Personal information
- Full name: Sydney Ernest Day
- Born: 9 February 1884 Blackheath, Kent
- Died: 20 July 1970 (aged 86) West Malling, Kent
- Batting: Right-handed
- Relations: Samuel Day (brother) Arthur Day (brother) David Day (nephew)

Domestic team information
- 1922–1925: Kent
- FC debut: 5 July 1922 Kent v Notts
- Last FC: 15 July 1925 Kent v Gloucestershire

Career statistics
| Competition | First-class |
| Matches | 11 |
| Runs scored | 245 |
| Batting average | 18.84 |
| 100s/50s | 0/0 |
| Top score | 45* |
| Catches/stumpings | 4/– |
- Source: ESPNcricinfo, 7 July 2016

= Sydney Day =

English sportsman

Sydney Ernest Day (9 February 1884 – 7 July 1970) was an English amateur sportsman who played cricket for Kent County Cricket Club between 1922 and 1925 and football for Old Malvernians and Corinthian.

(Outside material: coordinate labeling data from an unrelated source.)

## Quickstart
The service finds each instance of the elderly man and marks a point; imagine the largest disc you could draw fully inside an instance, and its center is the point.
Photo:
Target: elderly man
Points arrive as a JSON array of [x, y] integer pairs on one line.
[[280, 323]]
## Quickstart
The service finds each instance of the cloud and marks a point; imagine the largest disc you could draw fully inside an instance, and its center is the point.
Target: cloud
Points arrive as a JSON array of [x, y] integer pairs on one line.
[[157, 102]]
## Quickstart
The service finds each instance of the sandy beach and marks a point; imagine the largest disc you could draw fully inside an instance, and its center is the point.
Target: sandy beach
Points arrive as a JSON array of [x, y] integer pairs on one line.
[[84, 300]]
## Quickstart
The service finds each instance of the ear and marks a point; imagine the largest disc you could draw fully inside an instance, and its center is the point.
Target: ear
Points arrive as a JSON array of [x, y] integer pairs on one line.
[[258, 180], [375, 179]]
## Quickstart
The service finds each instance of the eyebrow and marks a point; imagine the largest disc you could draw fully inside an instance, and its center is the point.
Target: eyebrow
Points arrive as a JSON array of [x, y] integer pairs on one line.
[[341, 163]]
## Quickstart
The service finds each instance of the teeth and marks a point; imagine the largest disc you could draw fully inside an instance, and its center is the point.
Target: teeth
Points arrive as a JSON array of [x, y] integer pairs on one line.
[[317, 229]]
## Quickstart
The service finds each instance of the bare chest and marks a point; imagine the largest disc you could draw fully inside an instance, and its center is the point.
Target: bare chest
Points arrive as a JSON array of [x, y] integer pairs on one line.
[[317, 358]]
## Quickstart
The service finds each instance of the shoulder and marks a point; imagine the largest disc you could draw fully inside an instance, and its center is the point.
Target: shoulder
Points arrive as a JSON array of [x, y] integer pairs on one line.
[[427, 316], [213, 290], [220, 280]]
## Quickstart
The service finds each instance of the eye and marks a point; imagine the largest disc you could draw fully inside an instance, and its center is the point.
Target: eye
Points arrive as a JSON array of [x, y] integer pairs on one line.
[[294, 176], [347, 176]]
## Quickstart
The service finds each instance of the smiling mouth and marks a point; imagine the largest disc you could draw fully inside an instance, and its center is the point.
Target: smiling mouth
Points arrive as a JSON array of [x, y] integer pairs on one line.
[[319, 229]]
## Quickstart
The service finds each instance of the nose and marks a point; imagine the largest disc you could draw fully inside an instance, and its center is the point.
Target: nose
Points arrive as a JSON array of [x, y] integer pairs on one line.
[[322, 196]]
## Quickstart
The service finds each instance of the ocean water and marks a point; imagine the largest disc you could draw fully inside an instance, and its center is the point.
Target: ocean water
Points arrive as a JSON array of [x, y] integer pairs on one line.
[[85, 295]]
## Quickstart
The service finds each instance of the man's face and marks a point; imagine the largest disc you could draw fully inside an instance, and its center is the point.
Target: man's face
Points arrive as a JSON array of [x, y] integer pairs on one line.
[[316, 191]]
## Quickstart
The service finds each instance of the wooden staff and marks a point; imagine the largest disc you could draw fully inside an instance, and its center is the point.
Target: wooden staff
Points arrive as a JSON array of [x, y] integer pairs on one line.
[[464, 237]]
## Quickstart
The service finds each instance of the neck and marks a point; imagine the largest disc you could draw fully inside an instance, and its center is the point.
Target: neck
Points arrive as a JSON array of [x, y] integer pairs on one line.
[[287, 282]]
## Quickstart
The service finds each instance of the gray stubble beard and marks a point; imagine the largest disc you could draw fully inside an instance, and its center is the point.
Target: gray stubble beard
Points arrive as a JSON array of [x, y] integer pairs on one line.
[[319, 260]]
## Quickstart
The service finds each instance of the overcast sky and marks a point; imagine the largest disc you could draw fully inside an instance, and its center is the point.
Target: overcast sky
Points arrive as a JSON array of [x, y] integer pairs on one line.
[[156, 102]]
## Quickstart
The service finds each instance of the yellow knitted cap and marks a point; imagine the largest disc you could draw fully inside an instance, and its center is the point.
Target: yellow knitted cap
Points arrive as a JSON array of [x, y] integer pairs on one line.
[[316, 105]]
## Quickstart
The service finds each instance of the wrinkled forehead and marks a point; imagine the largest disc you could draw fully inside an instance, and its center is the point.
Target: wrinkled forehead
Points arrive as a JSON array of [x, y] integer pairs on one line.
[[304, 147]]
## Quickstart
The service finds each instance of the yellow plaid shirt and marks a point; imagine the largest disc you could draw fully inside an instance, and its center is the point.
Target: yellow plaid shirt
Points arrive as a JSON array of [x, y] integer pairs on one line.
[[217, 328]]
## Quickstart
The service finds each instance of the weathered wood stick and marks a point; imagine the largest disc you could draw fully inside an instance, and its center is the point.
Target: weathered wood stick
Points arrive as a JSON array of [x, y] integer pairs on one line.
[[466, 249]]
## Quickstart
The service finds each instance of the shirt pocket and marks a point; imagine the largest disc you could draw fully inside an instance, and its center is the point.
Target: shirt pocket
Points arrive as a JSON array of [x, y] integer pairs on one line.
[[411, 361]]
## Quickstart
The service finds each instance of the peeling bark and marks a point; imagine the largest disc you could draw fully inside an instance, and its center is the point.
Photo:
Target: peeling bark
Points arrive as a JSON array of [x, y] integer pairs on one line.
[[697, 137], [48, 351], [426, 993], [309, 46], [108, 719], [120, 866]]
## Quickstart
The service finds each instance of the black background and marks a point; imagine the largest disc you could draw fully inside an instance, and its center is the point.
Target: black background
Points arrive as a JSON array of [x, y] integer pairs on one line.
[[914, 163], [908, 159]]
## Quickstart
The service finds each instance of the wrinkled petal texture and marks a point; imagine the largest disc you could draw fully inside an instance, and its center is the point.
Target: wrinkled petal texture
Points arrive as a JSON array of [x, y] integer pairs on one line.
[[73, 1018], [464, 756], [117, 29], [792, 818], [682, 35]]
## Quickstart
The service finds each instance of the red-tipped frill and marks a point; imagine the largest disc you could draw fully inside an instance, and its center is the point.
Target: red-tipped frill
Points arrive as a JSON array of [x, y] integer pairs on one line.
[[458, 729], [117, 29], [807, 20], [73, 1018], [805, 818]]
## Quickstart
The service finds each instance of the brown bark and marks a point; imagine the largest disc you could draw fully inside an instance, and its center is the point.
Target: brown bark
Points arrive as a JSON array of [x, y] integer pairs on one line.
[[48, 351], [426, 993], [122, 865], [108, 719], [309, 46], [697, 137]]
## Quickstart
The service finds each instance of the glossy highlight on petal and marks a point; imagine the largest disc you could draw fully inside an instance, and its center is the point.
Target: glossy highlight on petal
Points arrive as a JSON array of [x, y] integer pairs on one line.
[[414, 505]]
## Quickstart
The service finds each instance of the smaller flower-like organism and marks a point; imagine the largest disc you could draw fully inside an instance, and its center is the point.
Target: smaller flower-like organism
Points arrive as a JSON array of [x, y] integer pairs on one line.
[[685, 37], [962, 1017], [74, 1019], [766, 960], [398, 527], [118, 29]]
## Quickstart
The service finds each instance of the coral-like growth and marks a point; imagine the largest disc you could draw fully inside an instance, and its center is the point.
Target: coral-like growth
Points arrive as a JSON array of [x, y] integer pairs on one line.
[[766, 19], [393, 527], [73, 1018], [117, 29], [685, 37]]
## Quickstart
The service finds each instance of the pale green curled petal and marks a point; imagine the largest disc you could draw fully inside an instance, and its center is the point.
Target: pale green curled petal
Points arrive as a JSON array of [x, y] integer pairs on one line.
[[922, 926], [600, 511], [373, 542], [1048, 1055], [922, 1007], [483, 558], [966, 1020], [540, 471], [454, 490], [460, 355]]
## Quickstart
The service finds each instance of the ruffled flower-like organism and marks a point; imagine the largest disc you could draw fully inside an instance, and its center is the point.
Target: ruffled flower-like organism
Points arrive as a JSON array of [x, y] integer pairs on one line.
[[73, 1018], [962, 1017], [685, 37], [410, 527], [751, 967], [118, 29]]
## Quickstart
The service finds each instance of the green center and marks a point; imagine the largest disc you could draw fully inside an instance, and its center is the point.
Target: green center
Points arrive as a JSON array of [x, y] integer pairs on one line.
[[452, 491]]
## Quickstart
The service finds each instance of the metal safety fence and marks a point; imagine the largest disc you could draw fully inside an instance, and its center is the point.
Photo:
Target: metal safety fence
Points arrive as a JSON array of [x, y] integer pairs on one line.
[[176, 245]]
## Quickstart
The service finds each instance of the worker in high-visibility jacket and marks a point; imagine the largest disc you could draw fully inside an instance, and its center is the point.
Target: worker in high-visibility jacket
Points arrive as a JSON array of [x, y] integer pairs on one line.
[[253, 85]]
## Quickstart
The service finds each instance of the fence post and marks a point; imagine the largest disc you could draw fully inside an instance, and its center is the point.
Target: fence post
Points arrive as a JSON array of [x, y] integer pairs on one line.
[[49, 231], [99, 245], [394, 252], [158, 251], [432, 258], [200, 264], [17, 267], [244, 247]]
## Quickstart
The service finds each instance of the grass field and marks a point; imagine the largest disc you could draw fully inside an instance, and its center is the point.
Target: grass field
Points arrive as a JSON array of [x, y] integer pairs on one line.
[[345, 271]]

He served in the First World War in the Royal Fusiliers and the Royal Engineers and was wounded during the Battle of the Somme.

==Early life==
Day was the third son of a wine merchant and was named after his father. He was educated at Shirley House School in Blackheath and Malvern College. Day played football for Malvern and appeared in the Second XI cricket team. On leaving school he joined the Royal Insurance Company, working in London.

Day played at outside-right for Old Malvernians F.C. and was Secretary of the club between 1908 and 1910. He also played amateur football for Kent.

==Military service==
Day enlisted at the start of World War I joining the Royal Fusiliers in September 1914, initially as a private in the 18th (Public Schools) Battalion. He was commissioned as Second Lieutenant in July 1915 and served on the Western Front in France with 17th Battalion, Royal Fusiliers from April 1916. Day fought in the Battle of the Somme in a Trench Mortar Battery and was wounded in November 1916 at Beaumont-Hamel during the Battle of the Ancre, the last phase of the Somme offensive. He was invalided to the UK to recuperate and in January 1917 was attached to the Inland Waterways Division of the Royal Engineers. Day served the rest of the war in the UK, reaching the rank of captain when he relinquished his commission in February 1919, by which time the war was over.

==First-class cricket career==
Day played in 11 first-class cricket matches for Kent, making his debut in 1922 in a County Championship match against Nottinghamshire. Eight of his appearances were made during the 1923 season and he played his final two first-class matches the following season. He made his highest score of 45 not out against Worcestershire in 1923, an innings which secured the match for Kent. He played club cricket for The Mote in Maidstone.

==Later life and family==
Day was on the Kent County Cricket Club Committee from 1946 to 1958 and was President of the club in 1954. He served as a Justice of the Peace and was an active Freemason in later life. His brothers, Arthur and Sammy both also played for Kent, with Sammy also playing over 100 games for Corinthian and making three appearances for the England football team and six for the England amateur team.

Day married Faith Winch in 1915. He died in 1970 at home in West Malling at the age of 86.